Rundeck has emerged as a popular open source job scheduler and orchestration option for IT automation that enables IT teams to build runbooks that can be easily shared with others. The company behind it—Rundeck Inc.—has garnered $3 million in seed funding to provide enterprise-class support for instances in the form of the Rundeck Operations as a Service Platform.
Company CEO Stephanie Fohn says the Rundeck framework has gained popularity because it provides an agentless approach to creating runbooks capable of spanning multiple platforms, tools and scripting languages. That approach doesn’t require that software be on each endpoint to be automated or that the IT operations team standardize on one set of tools and languages to start integrating various DevOps processes, said Fohn.
In fact, the goal is to reduce resistance to DevOps in enterprise IT organizations by making it easier for IT professionals to employ their existing skills to create runbooks that can shared and executed by others, said Fohn.

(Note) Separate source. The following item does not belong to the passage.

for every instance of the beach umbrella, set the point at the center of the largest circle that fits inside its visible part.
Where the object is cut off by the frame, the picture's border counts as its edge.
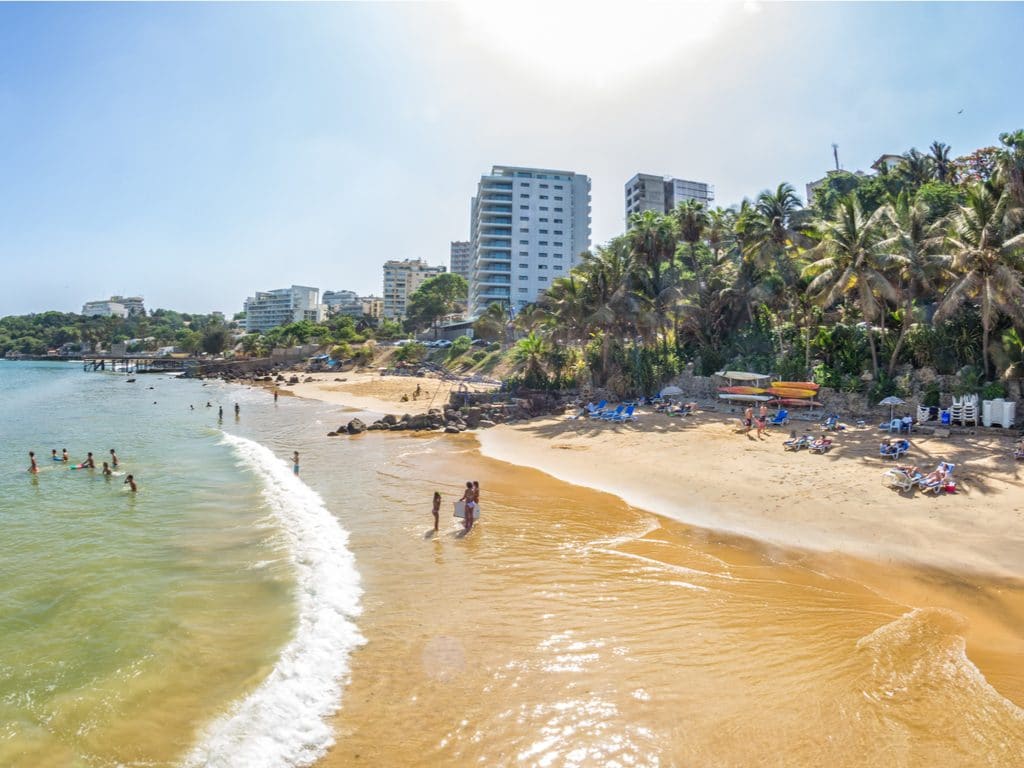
(892, 400)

Rundeck Inc. claims there already are more than 40,000 IT professionals participating in the open source project, which is already being used by more than 100 commercial organizations.
IT automation frameworks are not a new idea, but resistance to change traditionally has been high. Many IT professionals have been developing their own scripts for years, which they consider to be intellectual property they take with them from job to job. Frameworks that require them to learn new tools or languages are not readily adopted unless the organization they work for mandates them. But the number of IT organizations that have embraced IT automation frameworks as a percentage of the whole remains less than 30 percent.

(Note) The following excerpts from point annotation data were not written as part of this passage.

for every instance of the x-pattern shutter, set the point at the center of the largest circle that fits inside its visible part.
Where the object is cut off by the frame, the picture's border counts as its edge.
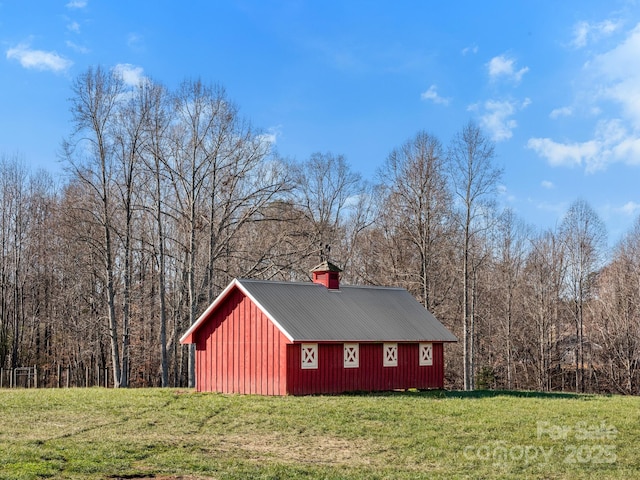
(309, 355)
(390, 354)
(426, 354)
(350, 355)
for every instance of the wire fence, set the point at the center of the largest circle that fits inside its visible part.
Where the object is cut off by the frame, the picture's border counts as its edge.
(58, 376)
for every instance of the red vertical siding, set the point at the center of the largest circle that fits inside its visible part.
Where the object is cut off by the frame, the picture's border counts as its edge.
(371, 375)
(239, 350)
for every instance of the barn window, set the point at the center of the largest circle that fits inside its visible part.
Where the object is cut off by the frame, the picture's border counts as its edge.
(309, 355)
(390, 355)
(426, 354)
(350, 355)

Fohn said commercial support provided by Rundeck Inc. should make more organizations more comfortable adopting an IT automation framework that extends the shell scripts many IT professionals have already developed.

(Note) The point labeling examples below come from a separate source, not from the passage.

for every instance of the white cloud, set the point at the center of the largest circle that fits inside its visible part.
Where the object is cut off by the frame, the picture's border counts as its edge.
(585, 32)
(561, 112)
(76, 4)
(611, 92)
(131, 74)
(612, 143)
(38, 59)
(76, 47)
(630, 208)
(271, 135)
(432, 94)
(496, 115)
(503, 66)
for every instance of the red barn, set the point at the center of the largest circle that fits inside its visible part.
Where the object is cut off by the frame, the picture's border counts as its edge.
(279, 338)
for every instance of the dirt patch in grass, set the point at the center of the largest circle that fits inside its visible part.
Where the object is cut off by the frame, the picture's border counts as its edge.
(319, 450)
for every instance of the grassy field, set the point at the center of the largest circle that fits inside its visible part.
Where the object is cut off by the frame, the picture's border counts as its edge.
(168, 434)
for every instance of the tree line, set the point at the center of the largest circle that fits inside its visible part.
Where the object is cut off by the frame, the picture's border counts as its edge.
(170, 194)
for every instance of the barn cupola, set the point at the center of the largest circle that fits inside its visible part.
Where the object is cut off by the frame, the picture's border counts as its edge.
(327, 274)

In the meantime, pressure on IT operations teams to manage IT infrastructure more adroitly at scale only continues to mount. Organizations are deploying and updating more applications at a faster rate than ever. Add to that a mix of emerging microservices technologies based on containers, and it’s apparent the complexity of the IT environment will only increase in the months and years ahead. Fohn said that means it’s almost a sure thing organizations will embrace IT automation and DevOps.
Rundeck offers an alternative agentless approach to managing IT at scale with the benefits of being free and having a growing population of IT professionals that know how to employ it. The degree to which Rundeck can move beyond a grass-roots initiative to become a bona fide movement remains to be seen. But given the total percentage of organizations that have yet to embrace an IT automation framework, clearly there’s plenty of opportunity.